Летом старуха сидела на рельсе у колодца и всякому человеку могла обстоятельно объяснить, как пройти туда или сюда; где найти то или се; как будет лучше – так или сяк и где будет лучше – там или сям. Летом жизнь шла сама собою, не нуждаясь в ее, старухиной, поддержке. А зимою в деревне было так пусто, что туда не залетали даже птицы. И выходило, что за всю жизнь зимою здесь отвечала только одна старуха. Каждый божий день, с зари и до зари, она натаптывала в снегу дорожки от колодца к чужим, наглухо закрытым домам. А натоптав от колодца, иногда соединяла некоторые дома тропинками и между собою – как будто хозяева ходили друг к другу в гости. Домов было всего шестнадцать, но старуха еле передвигала свои отечные ноги, дышала тяжело, с хрипом, то и дело вытирала пот, постоянно блестевший в серебристых волосках над ее верхней губою.
Старуха была сырая, грузная, но жила долго. А когда умерла, то в ту же ночь все дорожки занесло снегом.
Наутро взглянул с небес Господь, увидел, что нет дорожек, и забыл эту деревню…
1975Журавли
Высокое небо все в темных и светло-серых кучевых облаках. В воздухе пахнет палыми листьями, лесной сыростью. Галки суетливо умащиваются на рыжей верхушке корабельной сосны, бранятся друг с другом. Где-то за лесом урчит трактор. Наш дачный лес приуныл после долгого дождя, боится поднять голову, еще не верит, что хляби небесные закрылись.
Кур-кур-курлы!
Вот они, милые, летят… Черная нитка журавлиной стаи видна все отчетливее, особенно когда она проплывает на фоне светлых кучевых облаков.
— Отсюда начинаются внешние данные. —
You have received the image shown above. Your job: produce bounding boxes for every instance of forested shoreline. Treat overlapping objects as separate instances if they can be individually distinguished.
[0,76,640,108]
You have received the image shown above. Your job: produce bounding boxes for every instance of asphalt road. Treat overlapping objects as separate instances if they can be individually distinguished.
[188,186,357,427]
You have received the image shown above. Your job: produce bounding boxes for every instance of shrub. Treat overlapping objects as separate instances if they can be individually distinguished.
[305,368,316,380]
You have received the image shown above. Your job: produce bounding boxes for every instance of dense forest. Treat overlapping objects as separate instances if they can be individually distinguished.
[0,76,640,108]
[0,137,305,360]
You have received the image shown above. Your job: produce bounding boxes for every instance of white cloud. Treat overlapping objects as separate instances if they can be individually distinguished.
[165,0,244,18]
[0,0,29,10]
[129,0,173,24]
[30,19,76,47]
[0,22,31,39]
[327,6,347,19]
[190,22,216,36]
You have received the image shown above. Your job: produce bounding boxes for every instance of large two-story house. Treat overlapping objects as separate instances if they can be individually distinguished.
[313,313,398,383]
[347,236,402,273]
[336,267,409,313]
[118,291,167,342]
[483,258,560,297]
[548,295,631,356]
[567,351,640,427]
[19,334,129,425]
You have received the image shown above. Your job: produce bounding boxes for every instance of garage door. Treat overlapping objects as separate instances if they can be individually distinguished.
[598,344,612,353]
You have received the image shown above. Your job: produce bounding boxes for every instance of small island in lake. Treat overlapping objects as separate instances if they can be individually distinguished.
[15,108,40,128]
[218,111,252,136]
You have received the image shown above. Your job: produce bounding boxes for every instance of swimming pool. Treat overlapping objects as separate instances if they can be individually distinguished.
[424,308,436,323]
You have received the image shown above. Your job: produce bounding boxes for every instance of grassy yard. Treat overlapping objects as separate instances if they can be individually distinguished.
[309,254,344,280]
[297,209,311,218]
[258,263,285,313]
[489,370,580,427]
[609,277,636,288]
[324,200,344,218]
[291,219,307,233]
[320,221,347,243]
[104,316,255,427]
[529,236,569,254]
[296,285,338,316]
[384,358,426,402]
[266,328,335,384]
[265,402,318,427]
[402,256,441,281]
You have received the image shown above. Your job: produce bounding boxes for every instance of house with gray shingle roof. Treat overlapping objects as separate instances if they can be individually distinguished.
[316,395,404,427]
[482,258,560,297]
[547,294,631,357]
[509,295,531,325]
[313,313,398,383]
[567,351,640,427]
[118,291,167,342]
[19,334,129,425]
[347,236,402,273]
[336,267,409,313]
– У меня давление сто семьдесят на сто десять. Нижнее особенно мучает.
– Вам нужно принимать раунатин.
– Как же, пять лет пью.
Я сижу на верхней террасе санаторного корпуса, разговаривают внизу.
Кур-кур-курлы!
Мур-мур… – уже где-то совсем далеко мурлычет трактор.
Галки примолкли.
Журавли то летят клином, о котором столько написано и спето, то строй их рвется на полоски, то снова соединяется. Наверное, молодежь еще не смирилась – все норовит выскочить вперед.
Кур-кур-курлы!
У них своя жизнь, а у меня своя. Они птицы, а я человек. Но почему они так дороги мне? Почему сердце щемит, когда я провожаю их долгим пристальным взглядом? Почему в их полете мне чудится тайна? Почему даже галки примолкли, слушая журавлиный табор? Почему в их курлыканье столько несказанной тревоги? Почему?
Не знаю. Но как хорошо, что есть журавли на белом свете. Хорошо еще и потому, что они возвращают нас, пусть ненадолго, к тем дням нашей жизни, когда все было – тайна и радость. Когда мы не знали ничего плохого и были уверены, что узнаем все хорошее. К тем дням, когда мы еще не разучились без устали спрашивать: почему? почему? почему?